Figuring out which date to prepend turned out to be a trickier than it first appeared. At first glance you just go through the file one line at a time and every time you find a TIMESTAMP you write that date to the start of the following lines. But TIMESTAMP lines are written at an intervals of six hours. So you end up with sections of the log that look like this
22:26:18 (lmgrd) TIMESTAMP 5/22/2013
23:19:37 (MLM) OUT: "MATLAB" ringo@blah1
23:21:07 (MLM) OUT: "MAP_Toolbox" john@blah2
23:45:24 (MLM) IN: "MATLAB" paul@blah3
23:45:24 (MLM) IN: "MAP_Toolbox" george@blah4
0:19:37 (MLM) OUT: "MATLAB" ringo@blah1
0:21:07 (MLM) OUT: "MAP_Toolbox" john@blah2
0:45:24 (MLM) IN: "MATLAB" paul@blah3
0:45:24 (MLM) IN: "MAP_Toolbox" george@blah4
4:26:18 (lmgrd) TIMESTAMP 5/23/2013
Well not exactly like that, for one thing MLM also writes TIMESTAMP lines and secondly I've copy/pasted some lines and changed the hour, but it illustrates the problem. The first TIMESTAMP in that example is on the 22nd. So in the above example the 22nd would be prepended to all the IN and OUT lines. But look at the time of the last four IN and OUT lines, they actually happened on the 23rd. The way I dealt with that was to also track the hour. When a TIMESTAMP is found the hour is noted and stored as $hour_last_verified. When an IN or OUT line is encountered, the hour is extracted and if it's less than $hour_last_verified, e.g. $hour_last_verified is 23 and the hour just found is 0, then the date prepended is incremented by a day. (It's actually helpful that the time format used is a half arsed 24 hour clock, half arsed because the hour value isn't padded with a leading zero yet the minutes and seconds are. So you don't have mess around converting 02 in to 2 to do an integer comparison. My script pads the hour value in the ouput for neatness.)
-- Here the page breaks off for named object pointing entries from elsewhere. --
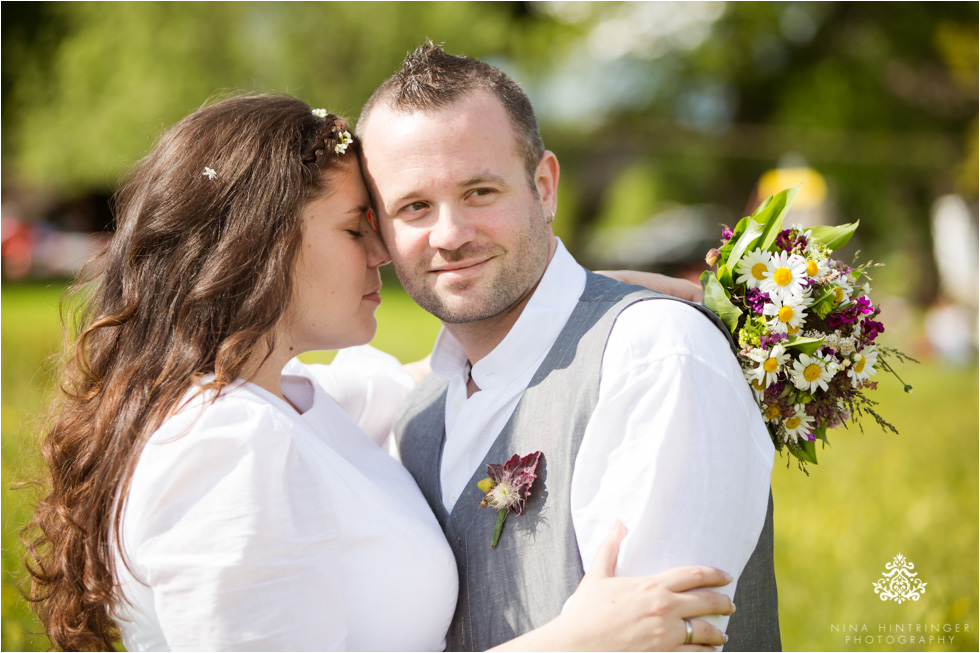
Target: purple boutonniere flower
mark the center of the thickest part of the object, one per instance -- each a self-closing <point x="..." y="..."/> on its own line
<point x="508" y="487"/>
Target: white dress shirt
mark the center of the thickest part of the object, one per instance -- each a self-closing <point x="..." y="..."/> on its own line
<point x="676" y="448"/>
<point x="249" y="526"/>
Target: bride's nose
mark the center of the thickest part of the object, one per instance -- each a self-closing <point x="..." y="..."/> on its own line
<point x="376" y="250"/>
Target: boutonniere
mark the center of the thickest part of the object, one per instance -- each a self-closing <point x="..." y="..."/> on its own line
<point x="508" y="487"/>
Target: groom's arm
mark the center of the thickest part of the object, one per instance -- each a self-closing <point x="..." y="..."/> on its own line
<point x="676" y="448"/>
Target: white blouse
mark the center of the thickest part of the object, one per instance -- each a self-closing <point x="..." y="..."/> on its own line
<point x="249" y="526"/>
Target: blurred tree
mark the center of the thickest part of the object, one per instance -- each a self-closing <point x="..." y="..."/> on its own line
<point x="88" y="86"/>
<point x="880" y="98"/>
<point x="704" y="97"/>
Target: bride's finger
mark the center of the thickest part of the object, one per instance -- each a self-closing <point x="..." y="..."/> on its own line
<point x="702" y="634"/>
<point x="681" y="579"/>
<point x="701" y="602"/>
<point x="604" y="563"/>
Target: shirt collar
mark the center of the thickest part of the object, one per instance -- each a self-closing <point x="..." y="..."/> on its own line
<point x="531" y="337"/>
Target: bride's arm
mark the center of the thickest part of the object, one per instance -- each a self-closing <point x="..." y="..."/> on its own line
<point x="418" y="369"/>
<point x="607" y="613"/>
<point x="680" y="288"/>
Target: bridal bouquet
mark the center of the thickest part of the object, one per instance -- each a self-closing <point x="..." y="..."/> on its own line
<point x="804" y="324"/>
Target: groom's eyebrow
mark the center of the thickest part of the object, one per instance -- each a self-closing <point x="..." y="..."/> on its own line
<point x="487" y="178"/>
<point x="476" y="180"/>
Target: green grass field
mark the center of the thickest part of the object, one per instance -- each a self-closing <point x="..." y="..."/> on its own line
<point x="873" y="496"/>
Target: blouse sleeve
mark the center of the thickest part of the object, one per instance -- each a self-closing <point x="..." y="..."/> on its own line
<point x="235" y="537"/>
<point x="368" y="384"/>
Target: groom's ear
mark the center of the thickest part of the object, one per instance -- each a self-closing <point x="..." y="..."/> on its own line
<point x="546" y="181"/>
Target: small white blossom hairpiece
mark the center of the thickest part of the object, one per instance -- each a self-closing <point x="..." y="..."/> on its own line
<point x="345" y="140"/>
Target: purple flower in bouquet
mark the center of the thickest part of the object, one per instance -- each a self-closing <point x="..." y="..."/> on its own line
<point x="756" y="300"/>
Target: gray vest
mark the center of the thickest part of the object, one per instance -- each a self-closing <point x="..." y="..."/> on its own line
<point x="525" y="581"/>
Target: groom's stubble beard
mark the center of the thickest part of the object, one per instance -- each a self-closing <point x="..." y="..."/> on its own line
<point x="489" y="295"/>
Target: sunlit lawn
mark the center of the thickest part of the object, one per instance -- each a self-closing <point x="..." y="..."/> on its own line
<point x="873" y="496"/>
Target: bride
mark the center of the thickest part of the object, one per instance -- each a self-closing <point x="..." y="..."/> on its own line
<point x="209" y="492"/>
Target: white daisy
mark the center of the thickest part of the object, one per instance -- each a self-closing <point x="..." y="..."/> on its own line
<point x="799" y="424"/>
<point x="843" y="289"/>
<point x="786" y="276"/>
<point x="753" y="267"/>
<point x="343" y="140"/>
<point x="787" y="315"/>
<point x="816" y="268"/>
<point x="772" y="414"/>
<point x="771" y="363"/>
<point x="863" y="367"/>
<point x="812" y="372"/>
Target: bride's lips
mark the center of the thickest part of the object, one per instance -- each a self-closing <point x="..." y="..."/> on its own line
<point x="373" y="296"/>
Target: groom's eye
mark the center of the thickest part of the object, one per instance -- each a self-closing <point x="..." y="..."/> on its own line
<point x="479" y="193"/>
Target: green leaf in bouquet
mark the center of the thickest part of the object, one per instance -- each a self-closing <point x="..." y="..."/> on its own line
<point x="762" y="227"/>
<point x="716" y="300"/>
<point x="803" y="345"/>
<point x="774" y="213"/>
<point x="821" y="434"/>
<point x="807" y="451"/>
<point x="753" y="230"/>
<point x="824" y="304"/>
<point x="726" y="249"/>
<point x="835" y="237"/>
<point x="725" y="276"/>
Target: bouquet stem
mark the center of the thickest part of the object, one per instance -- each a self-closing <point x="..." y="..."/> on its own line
<point x="501" y="516"/>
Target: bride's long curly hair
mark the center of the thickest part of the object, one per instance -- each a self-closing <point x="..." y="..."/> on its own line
<point x="193" y="282"/>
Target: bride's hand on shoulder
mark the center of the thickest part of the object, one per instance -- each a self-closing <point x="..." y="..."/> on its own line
<point x="680" y="288"/>
<point x="610" y="613"/>
<point x="646" y="613"/>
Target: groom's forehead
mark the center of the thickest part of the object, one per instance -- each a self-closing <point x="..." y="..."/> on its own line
<point x="415" y="143"/>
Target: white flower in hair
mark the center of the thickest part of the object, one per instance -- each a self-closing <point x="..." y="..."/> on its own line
<point x="345" y="140"/>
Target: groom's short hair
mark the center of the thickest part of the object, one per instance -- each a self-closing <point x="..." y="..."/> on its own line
<point x="429" y="79"/>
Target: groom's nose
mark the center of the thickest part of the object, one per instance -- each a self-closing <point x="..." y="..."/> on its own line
<point x="451" y="229"/>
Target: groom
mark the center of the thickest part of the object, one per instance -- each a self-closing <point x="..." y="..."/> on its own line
<point x="635" y="400"/>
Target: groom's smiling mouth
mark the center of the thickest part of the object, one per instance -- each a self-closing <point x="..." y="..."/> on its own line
<point x="460" y="269"/>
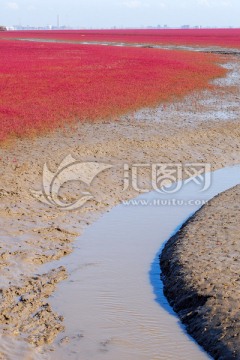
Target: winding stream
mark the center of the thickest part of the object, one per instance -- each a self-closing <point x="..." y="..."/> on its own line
<point x="113" y="302"/>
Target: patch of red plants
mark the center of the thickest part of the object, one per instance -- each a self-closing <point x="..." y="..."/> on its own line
<point x="200" y="37"/>
<point x="45" y="85"/>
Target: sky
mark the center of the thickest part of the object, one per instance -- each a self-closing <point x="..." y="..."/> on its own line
<point x="120" y="13"/>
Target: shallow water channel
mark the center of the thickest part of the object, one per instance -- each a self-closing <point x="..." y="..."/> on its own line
<point x="112" y="302"/>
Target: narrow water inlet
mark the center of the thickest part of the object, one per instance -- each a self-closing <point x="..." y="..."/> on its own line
<point x="112" y="302"/>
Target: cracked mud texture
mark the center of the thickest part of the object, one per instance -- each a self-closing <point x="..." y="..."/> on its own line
<point x="201" y="275"/>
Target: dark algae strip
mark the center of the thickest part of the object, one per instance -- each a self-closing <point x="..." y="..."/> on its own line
<point x="201" y="276"/>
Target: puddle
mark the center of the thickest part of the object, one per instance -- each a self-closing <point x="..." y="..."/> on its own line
<point x="112" y="302"/>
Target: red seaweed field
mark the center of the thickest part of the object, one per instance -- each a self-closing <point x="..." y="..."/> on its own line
<point x="46" y="85"/>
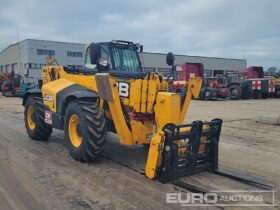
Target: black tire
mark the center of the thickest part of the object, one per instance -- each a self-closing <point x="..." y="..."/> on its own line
<point x="42" y="131"/>
<point x="257" y="94"/>
<point x="91" y="129"/>
<point x="207" y="95"/>
<point x="235" y="92"/>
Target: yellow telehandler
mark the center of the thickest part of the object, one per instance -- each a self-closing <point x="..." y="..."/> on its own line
<point x="112" y="94"/>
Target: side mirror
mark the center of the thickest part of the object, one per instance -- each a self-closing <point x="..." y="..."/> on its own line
<point x="95" y="53"/>
<point x="170" y="59"/>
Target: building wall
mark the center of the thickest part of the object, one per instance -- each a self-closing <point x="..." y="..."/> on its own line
<point x="29" y="63"/>
<point x="24" y="58"/>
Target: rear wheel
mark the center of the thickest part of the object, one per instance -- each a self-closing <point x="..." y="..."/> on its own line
<point x="85" y="130"/>
<point x="235" y="92"/>
<point x="34" y="117"/>
<point x="207" y="95"/>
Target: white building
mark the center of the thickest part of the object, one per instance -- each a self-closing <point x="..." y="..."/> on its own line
<point x="27" y="58"/>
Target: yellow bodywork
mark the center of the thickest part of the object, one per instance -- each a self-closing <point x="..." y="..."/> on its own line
<point x="147" y="96"/>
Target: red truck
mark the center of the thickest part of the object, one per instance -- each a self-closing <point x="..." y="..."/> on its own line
<point x="249" y="83"/>
<point x="211" y="88"/>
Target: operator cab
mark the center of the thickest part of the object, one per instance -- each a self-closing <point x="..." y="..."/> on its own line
<point x="115" y="56"/>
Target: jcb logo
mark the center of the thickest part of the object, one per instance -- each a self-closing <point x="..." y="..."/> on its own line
<point x="123" y="88"/>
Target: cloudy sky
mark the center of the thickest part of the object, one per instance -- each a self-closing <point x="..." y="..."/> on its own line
<point x="236" y="29"/>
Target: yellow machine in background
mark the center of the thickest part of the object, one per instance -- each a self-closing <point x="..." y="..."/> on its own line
<point x="113" y="94"/>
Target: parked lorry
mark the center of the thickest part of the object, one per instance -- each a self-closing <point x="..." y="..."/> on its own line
<point x="210" y="90"/>
<point x="248" y="83"/>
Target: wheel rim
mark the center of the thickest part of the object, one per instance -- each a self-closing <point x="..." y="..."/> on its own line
<point x="75" y="131"/>
<point x="234" y="92"/>
<point x="31" y="118"/>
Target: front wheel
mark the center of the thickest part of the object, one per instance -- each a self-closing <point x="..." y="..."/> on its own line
<point x="85" y="130"/>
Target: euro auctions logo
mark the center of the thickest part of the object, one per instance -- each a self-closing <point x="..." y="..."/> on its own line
<point x="243" y="198"/>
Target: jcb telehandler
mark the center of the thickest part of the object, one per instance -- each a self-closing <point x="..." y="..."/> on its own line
<point x="111" y="94"/>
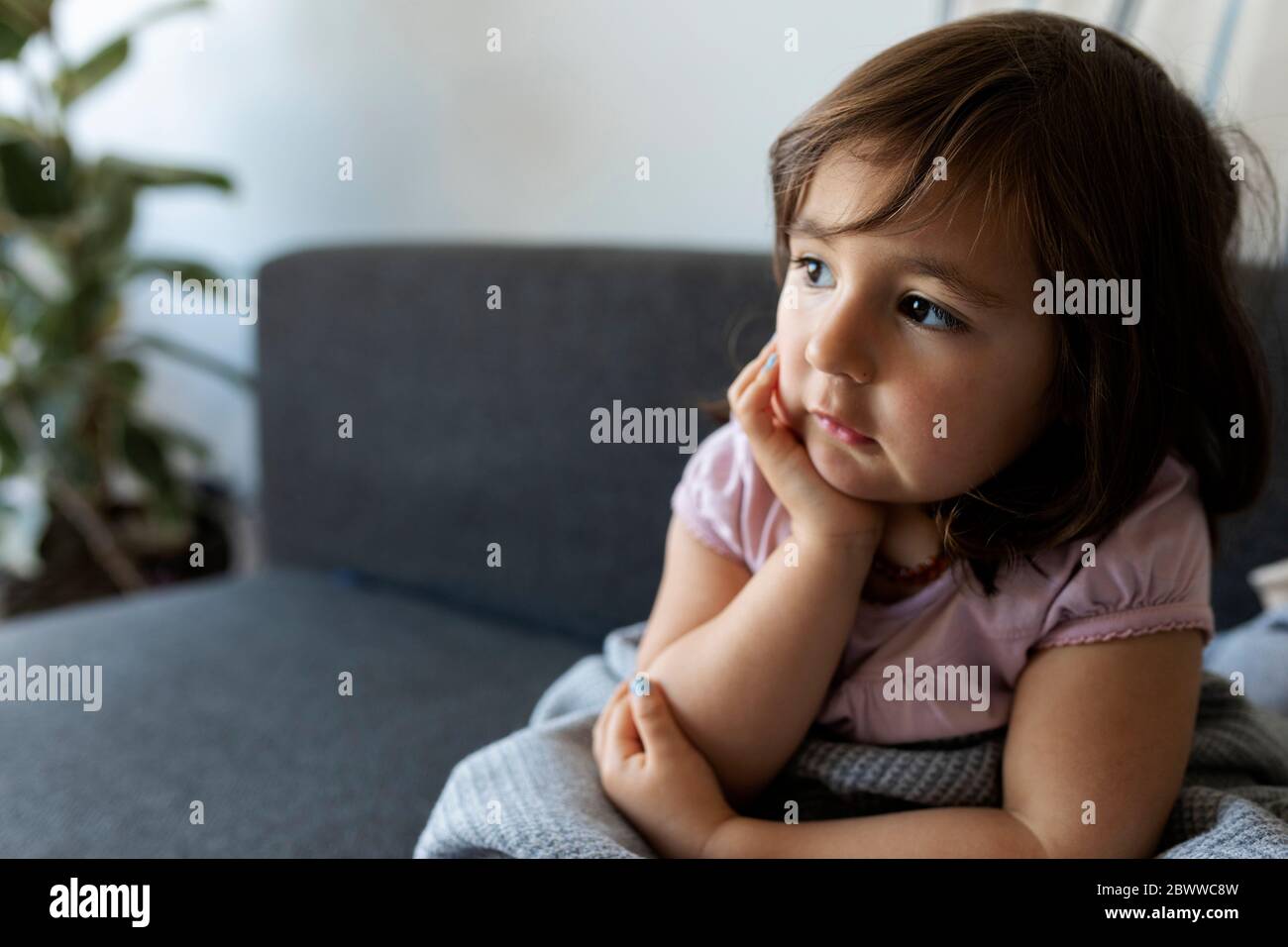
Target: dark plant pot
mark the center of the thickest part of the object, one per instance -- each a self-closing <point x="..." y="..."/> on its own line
<point x="72" y="575"/>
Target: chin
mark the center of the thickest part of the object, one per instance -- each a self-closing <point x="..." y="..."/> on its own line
<point x="842" y="471"/>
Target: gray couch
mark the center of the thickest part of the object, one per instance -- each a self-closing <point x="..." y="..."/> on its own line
<point x="471" y="427"/>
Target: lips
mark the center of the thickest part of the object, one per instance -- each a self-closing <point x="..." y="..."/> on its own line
<point x="842" y="431"/>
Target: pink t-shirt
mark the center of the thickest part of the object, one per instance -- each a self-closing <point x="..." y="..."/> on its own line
<point x="944" y="661"/>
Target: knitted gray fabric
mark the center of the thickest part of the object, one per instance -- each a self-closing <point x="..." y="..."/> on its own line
<point x="536" y="792"/>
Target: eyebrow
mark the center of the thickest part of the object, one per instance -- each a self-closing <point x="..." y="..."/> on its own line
<point x="948" y="273"/>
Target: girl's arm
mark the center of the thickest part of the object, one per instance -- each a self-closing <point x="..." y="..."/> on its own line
<point x="746" y="684"/>
<point x="1095" y="754"/>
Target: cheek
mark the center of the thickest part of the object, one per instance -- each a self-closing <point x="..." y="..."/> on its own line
<point x="987" y="416"/>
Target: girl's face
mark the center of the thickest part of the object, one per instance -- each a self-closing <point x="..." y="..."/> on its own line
<point x="903" y="337"/>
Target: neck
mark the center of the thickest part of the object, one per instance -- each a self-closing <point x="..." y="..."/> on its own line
<point x="911" y="535"/>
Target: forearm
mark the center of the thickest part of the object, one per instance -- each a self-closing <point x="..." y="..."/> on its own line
<point x="747" y="684"/>
<point x="952" y="832"/>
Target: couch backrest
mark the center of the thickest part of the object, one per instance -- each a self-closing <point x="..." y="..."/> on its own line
<point x="472" y="424"/>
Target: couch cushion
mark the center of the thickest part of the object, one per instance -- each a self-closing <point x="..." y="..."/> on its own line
<point x="226" y="690"/>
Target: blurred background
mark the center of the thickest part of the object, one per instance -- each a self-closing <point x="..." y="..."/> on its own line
<point x="146" y="137"/>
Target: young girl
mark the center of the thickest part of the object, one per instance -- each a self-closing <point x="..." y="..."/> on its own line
<point x="949" y="495"/>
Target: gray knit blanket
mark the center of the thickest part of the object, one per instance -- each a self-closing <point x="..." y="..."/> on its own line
<point x="536" y="792"/>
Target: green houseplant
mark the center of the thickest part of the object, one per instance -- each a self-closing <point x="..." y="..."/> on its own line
<point x="78" y="464"/>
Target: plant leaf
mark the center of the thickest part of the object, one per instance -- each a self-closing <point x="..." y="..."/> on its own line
<point x="20" y="21"/>
<point x="159" y="175"/>
<point x="73" y="82"/>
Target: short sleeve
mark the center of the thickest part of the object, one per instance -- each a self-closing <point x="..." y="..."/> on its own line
<point x="1151" y="573"/>
<point x="708" y="499"/>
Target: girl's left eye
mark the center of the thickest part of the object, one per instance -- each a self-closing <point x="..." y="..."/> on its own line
<point x="922" y="312"/>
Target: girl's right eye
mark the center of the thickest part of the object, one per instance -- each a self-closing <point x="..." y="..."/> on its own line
<point x="811" y="265"/>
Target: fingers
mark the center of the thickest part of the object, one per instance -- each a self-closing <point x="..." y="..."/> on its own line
<point x="621" y="737"/>
<point x="750" y="371"/>
<point x="657" y="728"/>
<point x="750" y="393"/>
<point x="596" y="733"/>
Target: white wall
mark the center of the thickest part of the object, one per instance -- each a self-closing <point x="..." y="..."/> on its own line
<point x="449" y="141"/>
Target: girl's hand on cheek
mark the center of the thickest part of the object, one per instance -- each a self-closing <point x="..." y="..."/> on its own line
<point x="815" y="506"/>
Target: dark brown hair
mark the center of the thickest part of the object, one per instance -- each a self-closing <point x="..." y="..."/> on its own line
<point x="1112" y="172"/>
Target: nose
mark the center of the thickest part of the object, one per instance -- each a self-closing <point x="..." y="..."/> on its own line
<point x="844" y="343"/>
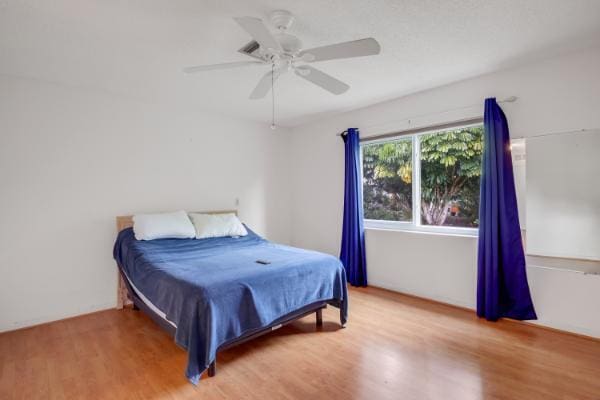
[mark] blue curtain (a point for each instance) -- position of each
(502, 289)
(352, 254)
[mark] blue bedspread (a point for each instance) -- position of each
(214, 291)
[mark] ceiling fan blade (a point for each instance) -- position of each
(356, 48)
(259, 32)
(264, 85)
(212, 67)
(321, 79)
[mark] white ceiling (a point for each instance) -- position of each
(137, 48)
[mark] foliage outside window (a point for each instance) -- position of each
(441, 190)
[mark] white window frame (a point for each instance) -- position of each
(415, 225)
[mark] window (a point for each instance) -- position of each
(426, 181)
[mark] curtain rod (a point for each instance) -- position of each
(510, 99)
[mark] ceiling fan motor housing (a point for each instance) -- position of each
(282, 19)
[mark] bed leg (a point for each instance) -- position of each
(212, 368)
(319, 315)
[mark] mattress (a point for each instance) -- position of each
(214, 291)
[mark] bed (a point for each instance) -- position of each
(212, 294)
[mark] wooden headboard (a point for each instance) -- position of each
(126, 221)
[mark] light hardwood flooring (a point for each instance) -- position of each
(394, 347)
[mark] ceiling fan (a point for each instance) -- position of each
(283, 52)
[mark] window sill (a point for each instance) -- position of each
(411, 228)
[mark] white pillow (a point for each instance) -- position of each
(174, 225)
(217, 225)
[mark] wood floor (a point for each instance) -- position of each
(394, 347)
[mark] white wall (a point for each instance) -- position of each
(559, 94)
(71, 160)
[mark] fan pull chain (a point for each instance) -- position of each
(273, 96)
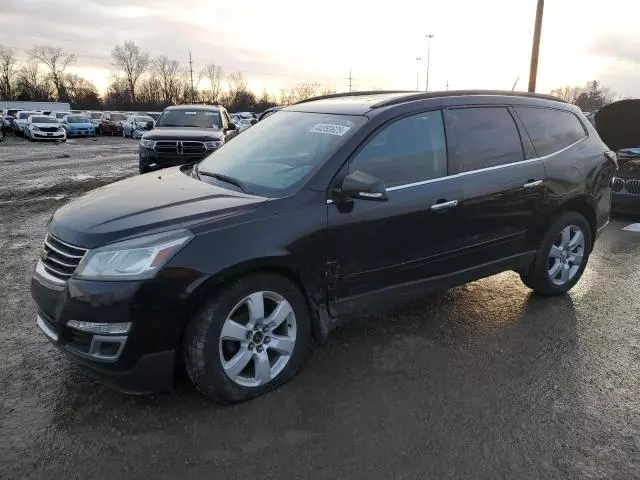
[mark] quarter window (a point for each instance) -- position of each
(409, 150)
(487, 137)
(550, 130)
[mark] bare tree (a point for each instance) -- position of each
(56, 61)
(236, 83)
(306, 90)
(8, 72)
(81, 92)
(133, 62)
(569, 94)
(215, 75)
(167, 72)
(32, 84)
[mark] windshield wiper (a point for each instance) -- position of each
(224, 178)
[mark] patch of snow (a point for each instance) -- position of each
(82, 176)
(634, 227)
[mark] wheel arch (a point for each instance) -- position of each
(275, 265)
(583, 205)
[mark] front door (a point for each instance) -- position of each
(378, 248)
(503, 192)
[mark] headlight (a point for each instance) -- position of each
(134, 259)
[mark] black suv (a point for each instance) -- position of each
(185, 134)
(323, 210)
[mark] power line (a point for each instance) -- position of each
(191, 75)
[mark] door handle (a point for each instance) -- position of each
(440, 207)
(533, 184)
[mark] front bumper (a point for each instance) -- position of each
(85, 132)
(625, 197)
(48, 135)
(140, 361)
(152, 160)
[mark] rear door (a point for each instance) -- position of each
(381, 247)
(502, 182)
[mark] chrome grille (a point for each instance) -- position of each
(618, 184)
(632, 187)
(177, 147)
(60, 259)
(163, 146)
(193, 148)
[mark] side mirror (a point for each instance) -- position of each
(363, 186)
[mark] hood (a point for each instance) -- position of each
(171, 133)
(617, 124)
(146, 204)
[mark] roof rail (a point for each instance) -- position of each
(458, 93)
(352, 94)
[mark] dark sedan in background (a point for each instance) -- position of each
(185, 134)
(617, 125)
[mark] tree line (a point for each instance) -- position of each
(590, 97)
(138, 82)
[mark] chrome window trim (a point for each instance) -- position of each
(481, 170)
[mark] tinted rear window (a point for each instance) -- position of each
(550, 130)
(487, 136)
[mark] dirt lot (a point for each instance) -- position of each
(480, 381)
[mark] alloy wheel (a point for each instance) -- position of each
(257, 339)
(566, 255)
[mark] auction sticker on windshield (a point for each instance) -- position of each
(327, 128)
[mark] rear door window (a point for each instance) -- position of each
(487, 137)
(409, 150)
(550, 130)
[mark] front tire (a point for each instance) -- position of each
(250, 338)
(562, 256)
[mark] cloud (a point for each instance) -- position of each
(618, 47)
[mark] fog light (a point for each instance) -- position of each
(100, 328)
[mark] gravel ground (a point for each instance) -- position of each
(480, 381)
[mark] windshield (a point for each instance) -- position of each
(43, 120)
(190, 118)
(275, 156)
(77, 119)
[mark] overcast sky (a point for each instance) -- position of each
(277, 43)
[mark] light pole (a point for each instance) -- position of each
(428, 36)
(535, 49)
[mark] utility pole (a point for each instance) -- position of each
(191, 74)
(429, 36)
(535, 49)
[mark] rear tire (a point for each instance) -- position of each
(233, 368)
(562, 256)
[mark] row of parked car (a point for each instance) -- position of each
(58, 125)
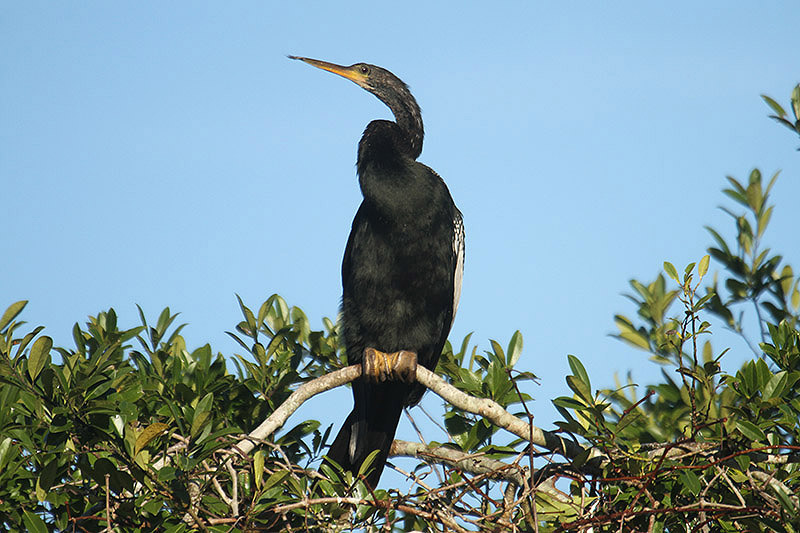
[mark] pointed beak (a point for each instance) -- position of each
(351, 73)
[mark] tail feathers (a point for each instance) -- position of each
(358, 438)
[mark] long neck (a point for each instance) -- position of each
(408, 116)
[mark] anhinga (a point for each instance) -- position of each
(401, 273)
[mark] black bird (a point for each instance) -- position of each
(401, 273)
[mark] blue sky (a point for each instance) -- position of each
(168, 154)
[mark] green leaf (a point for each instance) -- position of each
(577, 369)
(702, 267)
(258, 467)
(776, 107)
(274, 479)
(671, 272)
(751, 431)
(775, 386)
(33, 523)
(368, 463)
(691, 481)
(147, 435)
(39, 356)
(201, 413)
(11, 313)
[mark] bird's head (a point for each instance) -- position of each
(374, 79)
(389, 89)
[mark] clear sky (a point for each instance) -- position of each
(168, 154)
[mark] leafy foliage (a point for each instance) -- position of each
(130, 430)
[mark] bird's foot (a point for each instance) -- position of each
(379, 366)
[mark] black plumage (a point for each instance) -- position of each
(401, 273)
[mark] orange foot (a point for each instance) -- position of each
(379, 366)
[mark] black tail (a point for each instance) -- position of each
(370, 426)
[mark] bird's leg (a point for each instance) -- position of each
(380, 366)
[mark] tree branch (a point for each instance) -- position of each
(479, 406)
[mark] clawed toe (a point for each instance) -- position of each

Incrementing the date by a day turned out to be surprisingly problematic too. The script is written in bash, so the obvious way to do something like figure out what the day after a certain date is is to call the date command. This is very easy with GNU date, but sadly Mac OS X and Solaris don't ship with GNU userland and whatever date command they ship with lacks the functionality you'd use with GNU date. I decided I wanted to make life difficult for myself by having the script work on Linux, Mac OS X and Solaris. I then spent far longer than was sensible trying to figure out a single way of doing the date calculation that would work on Linux, Mac OS X and Solaris without resorting to python or perl. I've concluded it's impossible. So the script looks to see if it can find what appears to be GNU date installed somewhere, then the date calculation is done by trying to do it the GNU way then if that fails, doing it another way. (If you want to get GNU userland on Mac OS X, install MacPorts and then install the coreutils package.)
It turned out flexlm_add_dates_to_log can take a while to run if you have a very large file, like the 3million line long one I had. (In my tests anything from 45 minutes upwards.) So I wrote a wrapper script for it flexlm_add_dates_to_log_multi_thread_wrapper which splits the log file in to N chunks, where N is the number of CPU cores, processes them simultaneously then outputs the result to stdout. In my tests it's up to 80% quicker. As with flexlm_add_dates_to_log, this was also more problematic than I initially expected, but I won't bore you with how.
The question of who has checked out license between two dates is actually possible to answer from the raw flexlm log. I figured out how to do it with sed and a regular expression that matched TIMESTAMP lines, but then I negected to save a copy of the regex anywhere and also it required the date to be provided in the US date format. The script I wrote to do it using the output of flexlm_add_dates_to_log is flexlm_checkout_between_dates. It takes input from a file so you'll have to write the output of flexlm_add_dates_to_log to a file first. I didn't bother making flexlm_checkout_between_dates read from stdin because it would be very inefficient to keep running flexlm_add_dates_to_log then piping the output in to flexlm_checkout_between_dates.